The grandeur of the architecture and the exquisite craftsmanship and clever integration of antique european ceilings and structural elements are overwhelming. There’s nothing modest here, except a complete absence of art or architecture of Hearst’s own time. It’s a Disneyesque museum of european architecture, decorated with artwork purchased at a time when Europe was recovering from a World War and selling off its shattered cultural heritage. A guide told me that Hearst saw himself as a protector of sorts of these objects that he feared would have been destroyed in the wars. Lord Elgin on a shopping spree.
On the drive down, the Major played the music of Britney Spears, Lady Gaga, the soundtracks of Glee and Smash, and several of those really loud screechy singers of the early 80s who paved the way for other even louder screechy singers like Whitney Houston and Jennifer Hudson. He gleefully accompanied every song. I intervened urgently at one point with some Nina Simone, but after two songs and fidgety silence from the Major, he blurted out, “Could we listen to something happy?”
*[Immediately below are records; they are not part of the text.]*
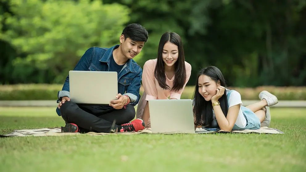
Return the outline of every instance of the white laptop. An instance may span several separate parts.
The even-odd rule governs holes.
[[[194,133],[190,99],[149,100],[152,133]]]
[[[117,99],[117,72],[70,71],[69,87],[70,100],[76,103],[108,105]]]

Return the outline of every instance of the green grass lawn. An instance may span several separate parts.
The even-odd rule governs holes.
[[[55,110],[0,107],[0,134],[63,126]],[[271,111],[284,134],[0,138],[0,171],[306,171],[306,109]]]

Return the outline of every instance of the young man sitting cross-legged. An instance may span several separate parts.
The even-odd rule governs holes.
[[[129,122],[135,117],[134,106],[139,101],[142,73],[132,59],[141,51],[148,38],[144,27],[132,24],[123,30],[119,45],[109,48],[92,47],[86,51],[73,70],[117,72],[118,100],[110,101],[109,106],[78,105],[70,101],[68,75],[58,95],[56,112],[66,123],[61,127],[62,132],[137,132],[144,129],[141,119]],[[122,81],[123,76],[130,79],[129,85]]]

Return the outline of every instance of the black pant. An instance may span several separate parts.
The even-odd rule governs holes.
[[[120,109],[110,109],[110,108],[79,106],[68,101],[63,104],[60,109],[62,117],[66,123],[75,124],[82,133],[109,133],[112,129],[116,131],[118,125],[129,122],[135,117],[135,108],[130,104]]]

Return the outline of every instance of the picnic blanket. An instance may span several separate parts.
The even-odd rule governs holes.
[[[260,129],[254,130],[246,129],[240,131],[233,131],[231,132],[227,132],[221,130],[217,132],[209,131],[201,128],[197,128],[196,130],[195,134],[204,134],[207,133],[259,133],[265,134],[283,134],[284,133],[277,129],[268,128],[267,127],[263,127]],[[176,133],[165,133],[166,134],[174,134]],[[95,133],[89,132],[84,134],[79,133],[61,133],[60,128],[41,128],[33,129],[22,129],[15,130],[14,132],[7,134],[0,135],[1,137],[24,137],[29,136],[59,136],[83,134],[90,135],[110,135],[111,134],[152,134],[151,128],[146,128],[143,130],[138,132],[123,132],[118,133]]]

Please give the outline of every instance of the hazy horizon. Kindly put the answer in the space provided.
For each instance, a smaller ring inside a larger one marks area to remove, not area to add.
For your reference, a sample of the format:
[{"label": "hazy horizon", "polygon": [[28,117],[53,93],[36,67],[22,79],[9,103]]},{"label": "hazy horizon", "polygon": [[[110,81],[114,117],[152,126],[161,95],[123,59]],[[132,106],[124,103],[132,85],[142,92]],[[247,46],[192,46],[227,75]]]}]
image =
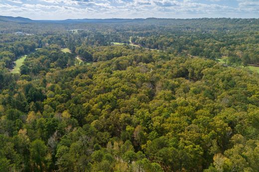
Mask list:
[{"label": "hazy horizon", "polygon": [[259,18],[256,0],[0,0],[0,9],[33,20]]}]

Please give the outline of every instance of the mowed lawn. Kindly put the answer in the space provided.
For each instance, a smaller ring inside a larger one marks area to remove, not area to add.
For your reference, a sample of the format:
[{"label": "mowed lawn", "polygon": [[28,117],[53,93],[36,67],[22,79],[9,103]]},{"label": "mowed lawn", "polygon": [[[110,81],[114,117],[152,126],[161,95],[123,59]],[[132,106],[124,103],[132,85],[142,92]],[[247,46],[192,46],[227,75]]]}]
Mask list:
[{"label": "mowed lawn", "polygon": [[70,51],[70,50],[69,50],[67,48],[65,48],[61,49],[61,51],[62,51],[62,52],[63,52],[64,53],[71,53],[71,51]]},{"label": "mowed lawn", "polygon": [[[225,60],[223,60],[223,59],[217,59],[217,60],[219,62],[219,63],[221,63],[221,64],[225,64]],[[252,71],[257,72],[258,72],[259,73],[259,67],[253,66],[248,66],[247,67],[244,67],[244,68],[247,68],[249,69],[250,70],[251,70]]]},{"label": "mowed lawn", "polygon": [[22,56],[19,59],[14,62],[15,66],[13,70],[11,71],[11,73],[13,74],[18,74],[20,73],[20,67],[22,65],[22,63],[27,57],[27,55]]},{"label": "mowed lawn", "polygon": [[249,66],[248,68],[252,71],[257,72],[259,73],[259,67],[256,66]]},{"label": "mowed lawn", "polygon": [[111,42],[112,44],[114,44],[114,45],[127,45],[128,44],[126,44],[126,43],[122,43],[122,42]]}]

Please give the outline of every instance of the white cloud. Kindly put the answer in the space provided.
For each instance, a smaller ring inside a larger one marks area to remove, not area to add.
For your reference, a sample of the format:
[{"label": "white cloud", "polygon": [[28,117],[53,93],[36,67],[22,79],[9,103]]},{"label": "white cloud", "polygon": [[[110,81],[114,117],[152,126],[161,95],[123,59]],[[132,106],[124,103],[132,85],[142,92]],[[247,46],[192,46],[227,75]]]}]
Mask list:
[{"label": "white cloud", "polygon": [[0,0],[0,15],[32,19],[259,17],[259,0]]}]

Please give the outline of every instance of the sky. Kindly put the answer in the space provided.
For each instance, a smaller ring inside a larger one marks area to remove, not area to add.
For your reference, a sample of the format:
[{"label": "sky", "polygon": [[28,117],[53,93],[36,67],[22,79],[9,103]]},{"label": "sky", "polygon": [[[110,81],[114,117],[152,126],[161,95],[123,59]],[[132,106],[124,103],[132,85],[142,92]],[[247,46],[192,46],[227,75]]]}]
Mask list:
[{"label": "sky", "polygon": [[0,15],[32,19],[259,18],[259,0],[0,0]]}]

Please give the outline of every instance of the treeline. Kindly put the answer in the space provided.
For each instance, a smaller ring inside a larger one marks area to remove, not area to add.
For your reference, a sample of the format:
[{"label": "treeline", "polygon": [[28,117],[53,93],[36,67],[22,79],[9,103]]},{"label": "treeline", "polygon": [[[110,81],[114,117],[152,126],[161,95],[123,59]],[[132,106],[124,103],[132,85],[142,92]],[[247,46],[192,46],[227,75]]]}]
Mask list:
[{"label": "treeline", "polygon": [[17,58],[34,51],[39,45],[41,46],[41,39],[37,36],[3,35],[0,38],[0,66],[2,68],[11,69]]},{"label": "treeline", "polygon": [[[126,47],[89,49],[123,52],[92,65],[11,77],[0,95],[1,171],[258,169],[258,75]],[[49,51],[28,62],[59,59]]]}]

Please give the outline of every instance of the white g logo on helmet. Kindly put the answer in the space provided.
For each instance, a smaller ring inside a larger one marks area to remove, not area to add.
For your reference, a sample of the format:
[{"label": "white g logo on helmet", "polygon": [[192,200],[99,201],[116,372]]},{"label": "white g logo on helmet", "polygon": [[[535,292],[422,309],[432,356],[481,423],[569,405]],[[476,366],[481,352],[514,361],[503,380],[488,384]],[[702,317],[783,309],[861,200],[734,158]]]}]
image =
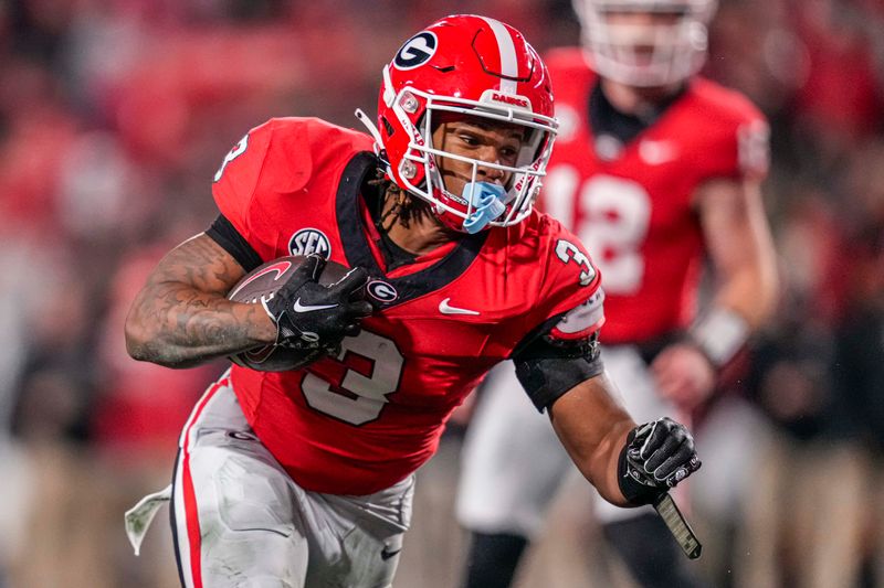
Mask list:
[{"label": "white g logo on helmet", "polygon": [[393,66],[397,70],[413,70],[427,63],[435,54],[439,40],[430,31],[423,31],[408,41],[397,52]]}]

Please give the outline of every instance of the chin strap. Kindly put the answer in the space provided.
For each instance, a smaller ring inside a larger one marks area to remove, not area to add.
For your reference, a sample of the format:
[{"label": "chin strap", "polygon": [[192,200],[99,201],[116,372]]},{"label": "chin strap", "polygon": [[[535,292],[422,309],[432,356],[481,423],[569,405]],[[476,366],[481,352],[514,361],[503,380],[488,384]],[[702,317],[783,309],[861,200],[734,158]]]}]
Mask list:
[{"label": "chin strap", "polygon": [[380,146],[383,143],[380,140],[380,131],[378,130],[378,127],[375,126],[375,124],[370,118],[368,118],[368,115],[366,115],[361,108],[357,108],[356,113],[354,114],[356,115],[356,118],[359,119],[359,122],[365,125],[365,127],[368,129],[368,133],[371,135],[371,138],[375,139],[375,150],[377,151],[380,149]]}]

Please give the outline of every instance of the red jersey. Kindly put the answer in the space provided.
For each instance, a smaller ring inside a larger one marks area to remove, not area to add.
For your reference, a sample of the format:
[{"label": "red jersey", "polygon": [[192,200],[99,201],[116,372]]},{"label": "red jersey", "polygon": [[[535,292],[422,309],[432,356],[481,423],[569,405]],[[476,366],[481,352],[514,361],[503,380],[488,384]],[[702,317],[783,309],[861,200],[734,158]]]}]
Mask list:
[{"label": "red jersey", "polygon": [[583,52],[558,50],[546,63],[561,126],[543,205],[580,237],[604,276],[602,341],[642,342],[686,327],[704,252],[694,194],[707,180],[764,177],[762,115],[744,96],[697,77],[606,159],[589,115],[598,76]]},{"label": "red jersey", "polygon": [[240,141],[213,185],[263,260],[318,252],[372,277],[380,310],[336,359],[292,372],[232,367],[255,434],[318,492],[368,494],[409,475],[494,364],[538,325],[600,298],[580,243],[537,212],[387,271],[360,195],[378,169],[371,149],[368,136],[318,119],[274,119]]}]

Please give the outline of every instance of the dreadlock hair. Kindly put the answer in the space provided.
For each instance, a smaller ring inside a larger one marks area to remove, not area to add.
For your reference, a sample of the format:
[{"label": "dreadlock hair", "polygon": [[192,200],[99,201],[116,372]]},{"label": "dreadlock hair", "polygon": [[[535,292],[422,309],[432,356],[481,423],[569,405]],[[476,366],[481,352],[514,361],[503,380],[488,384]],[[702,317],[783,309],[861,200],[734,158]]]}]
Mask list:
[{"label": "dreadlock hair", "polygon": [[[368,185],[377,190],[377,214],[375,215],[378,229],[388,231],[393,224],[401,223],[406,228],[412,221],[423,216],[431,216],[431,204],[402,190],[396,182],[383,173],[381,168],[375,172],[375,179]],[[392,205],[387,207],[387,202],[392,200]],[[385,207],[387,210],[385,211]]]}]

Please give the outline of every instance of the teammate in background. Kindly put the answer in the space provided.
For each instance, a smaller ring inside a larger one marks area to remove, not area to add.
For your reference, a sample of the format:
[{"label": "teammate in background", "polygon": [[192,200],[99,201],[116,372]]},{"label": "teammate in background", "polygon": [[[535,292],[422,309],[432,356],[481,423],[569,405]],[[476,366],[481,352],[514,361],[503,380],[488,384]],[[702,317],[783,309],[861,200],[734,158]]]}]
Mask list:
[{"label": "teammate in background", "polygon": [[[541,203],[601,269],[602,354],[627,409],[640,420],[688,413],[775,302],[760,196],[768,127],[744,96],[696,75],[712,0],[575,9],[583,47],[548,61],[560,130]],[[704,256],[716,281],[697,319]],[[569,470],[517,387],[512,366],[493,372],[467,429],[457,515],[472,532],[470,588],[511,584]],[[639,584],[696,585],[651,509],[599,504],[597,515]]]},{"label": "teammate in background", "polygon": [[[522,34],[443,19],[385,67],[377,128],[358,114],[371,136],[305,118],[249,132],[215,174],[221,215],[127,318],[130,354],[171,367],[274,342],[329,350],[298,371],[233,366],[197,404],[171,490],[188,587],[389,586],[414,470],[507,357],[612,503],[648,503],[699,467],[684,427],[636,427],[613,399],[599,276],[532,207],[556,122]],[[290,254],[308,255],[263,308],[227,300]],[[320,286],[325,259],[352,269]]]}]

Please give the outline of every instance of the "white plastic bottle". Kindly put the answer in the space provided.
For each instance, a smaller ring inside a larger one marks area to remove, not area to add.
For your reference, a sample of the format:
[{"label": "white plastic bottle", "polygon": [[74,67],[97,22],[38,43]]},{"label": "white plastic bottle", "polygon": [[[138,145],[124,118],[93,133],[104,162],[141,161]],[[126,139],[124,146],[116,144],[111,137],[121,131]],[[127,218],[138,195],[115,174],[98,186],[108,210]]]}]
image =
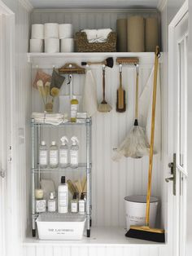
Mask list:
[{"label": "white plastic bottle", "polygon": [[70,166],[72,168],[77,168],[79,164],[79,140],[73,136],[71,139],[72,144],[70,148]]},{"label": "white plastic bottle", "polygon": [[41,168],[47,167],[47,147],[45,141],[41,141],[39,147],[39,165]]},{"label": "white plastic bottle", "polygon": [[58,167],[58,147],[55,141],[52,141],[50,147],[50,167]]},{"label": "white plastic bottle", "polygon": [[65,183],[65,176],[61,177],[61,184],[58,187],[58,212],[68,212],[68,185]]},{"label": "white plastic bottle", "polygon": [[54,213],[56,211],[56,200],[54,198],[54,193],[50,193],[50,199],[48,200],[48,211]]},{"label": "white plastic bottle", "polygon": [[79,201],[79,213],[85,214],[85,201],[84,200],[84,194],[81,195],[81,199]]},{"label": "white plastic bottle", "polygon": [[68,139],[65,136],[61,138],[61,146],[59,147],[59,166],[66,168],[68,166]]}]

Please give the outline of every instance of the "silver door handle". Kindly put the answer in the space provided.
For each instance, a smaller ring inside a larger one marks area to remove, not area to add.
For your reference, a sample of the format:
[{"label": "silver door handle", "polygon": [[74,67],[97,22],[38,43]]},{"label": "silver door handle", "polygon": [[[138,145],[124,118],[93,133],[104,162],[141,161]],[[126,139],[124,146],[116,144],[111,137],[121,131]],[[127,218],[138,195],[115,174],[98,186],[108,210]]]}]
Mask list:
[{"label": "silver door handle", "polygon": [[165,181],[166,181],[166,183],[168,183],[169,181],[173,181],[173,177],[166,178]]},{"label": "silver door handle", "polygon": [[173,161],[168,164],[168,167],[171,169],[172,177],[166,178],[165,181],[167,183],[172,181],[172,194],[176,196],[176,153],[173,154]]}]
The Major’s general insistence on being surrounded by happy-making stimuli is what makes him such a pleasure to be around, a walking Disneyland exhibit. After stuffing ourselves silly in Cayucos one night with fried things from the land and sea, and complaining about how uncomfortably full we were, the Major suddenly commanded “Let’s get dessert!” It wasn’t just any dessert, either, but an olallieberry (“ollieberry” as he endearingly calls it) cobbler about the size of a full pie, topped with a quart of whipped cream and a pint of ice cream. I was in awe at the gustatory prowess of my dear friend, the idea of the pleasure of dessert cutting off any signals from his stomach to cease and desist. Calories are to the Major what Renaissance Spanish ceilings were to Hearst. Our little vacation seemed guided by this dual lack of resistance. Once again, sensation reigned supreme!